Something funny, I am sure some of you have read this before, but if not here goes: “A brilliant explanation of our tax system using actual percentages, the impact of a tax cut, and the public reaction that even Obama should be able to understand. Suppose that every day, ten men go out for beer and the bill for all ten comes to $100. If they paid their bill the way we pay our taxes, it would go something like this: The first four men (the poorest) would pay nothing. The fifth would pay $1. The sixth would pay $3. The seventh would pay $7. The eighth would pay $12. The ninth would pay $18. The tenth man (the richest) would pay $59. So, that’s what they decided to do. The ten men drank in the bar every day and seemed quite happy with the arrangement, until one day, the owner threw them a curve. “Since you are all such good customers,” he said, “I’m going to reduce the cost of your daily beer by $20. Drinks for the ten now cost just $80. The group still wanted to pay their bill the way we pay our taxes, so the first four men were unaffected. They would still drink for free. But what about the other six men – the paying customers?

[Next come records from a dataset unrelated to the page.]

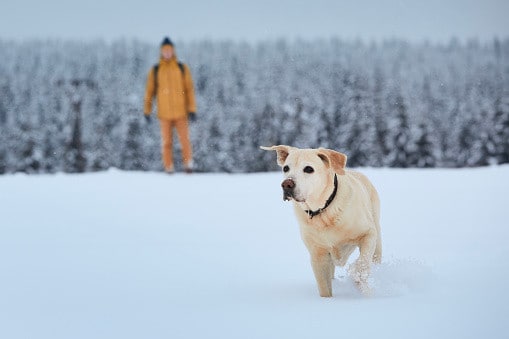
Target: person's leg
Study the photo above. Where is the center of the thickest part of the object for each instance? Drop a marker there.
(182, 126)
(167, 144)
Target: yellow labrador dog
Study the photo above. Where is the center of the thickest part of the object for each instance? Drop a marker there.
(337, 209)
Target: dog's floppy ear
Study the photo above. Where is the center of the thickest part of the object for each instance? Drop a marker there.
(281, 150)
(333, 159)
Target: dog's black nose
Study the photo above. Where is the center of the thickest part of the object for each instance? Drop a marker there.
(288, 184)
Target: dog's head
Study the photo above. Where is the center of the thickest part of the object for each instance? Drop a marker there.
(309, 173)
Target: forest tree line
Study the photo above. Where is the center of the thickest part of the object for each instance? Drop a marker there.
(70, 106)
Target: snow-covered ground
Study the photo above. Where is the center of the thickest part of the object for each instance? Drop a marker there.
(147, 255)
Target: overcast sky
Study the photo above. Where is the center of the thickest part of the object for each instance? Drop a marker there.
(184, 20)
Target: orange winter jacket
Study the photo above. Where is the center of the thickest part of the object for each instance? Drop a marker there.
(175, 92)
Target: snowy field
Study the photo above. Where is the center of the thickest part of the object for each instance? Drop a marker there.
(147, 255)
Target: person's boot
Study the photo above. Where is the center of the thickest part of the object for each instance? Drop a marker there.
(169, 170)
(188, 168)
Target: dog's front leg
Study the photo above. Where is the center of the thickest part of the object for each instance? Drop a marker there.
(323, 269)
(362, 267)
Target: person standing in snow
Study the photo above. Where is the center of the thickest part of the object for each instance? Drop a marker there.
(170, 81)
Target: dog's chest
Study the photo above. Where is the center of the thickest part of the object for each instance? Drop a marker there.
(325, 234)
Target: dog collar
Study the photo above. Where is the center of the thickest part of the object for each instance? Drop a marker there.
(327, 203)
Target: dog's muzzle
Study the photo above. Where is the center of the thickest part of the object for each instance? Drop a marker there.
(288, 186)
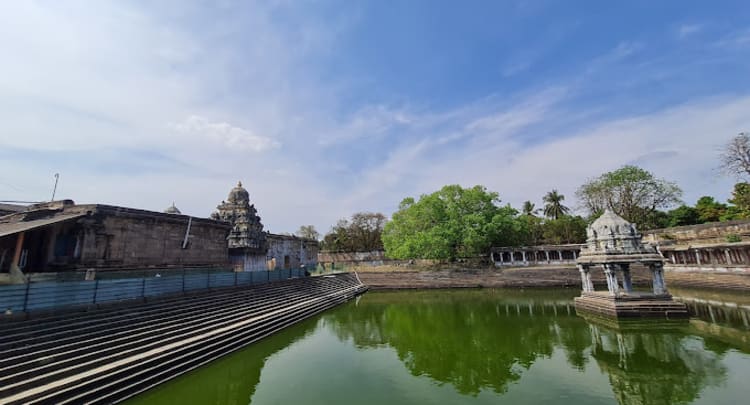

How could they divide the $20 windfall so that everyone would get his ‘fair share’? They realized that $20 divided by six is $3.33. But if they subtracted that from everybody’s share, then the fifth man and the sixth man would each end up being paid to drink his beer. So, the bar owner suggested that it would be fair to reduce each man’s bill by roughly the same amount, and he proceeded to work out the amounts each should pay. And so – The fifth man, like the first four, now paid nothing (100% savings). The sixth now paid $2 instead of $3 (33%savings). The seventh now pay $5 instead of $7 (28%savings). The eighth now paid $9 instead of $12 (25% savings). The ninth now paid… Read more »

pizzabill

David L.

There you go, again.  It’s beer tax… not queer tax.

(I hope you know I’m just having fun with you.)

David Lauri

LOL, actually the march David Mixner proposes is in part about a queer tax, for example, the tax a same sex couple pays if one of them receives health insurance benefits through the other’s employer, a tax that a heterosexual couple doesn’t pay in the same situation.

But back to the topic at hand, the news about NCR’s departure to Atlanta sucks.  And, although it’s not been completely played out yet, it looks like Strickland’s offer of $31 million won’t keep NCR in Dayton.  I wonder what law authorizes the governor to make such offers.  And I wonder what it would cost to poach some business from another state to replace NCR.

Of course, trying to lure another business to Dayton and to Ohio with tax incentives is just continuing to play the game.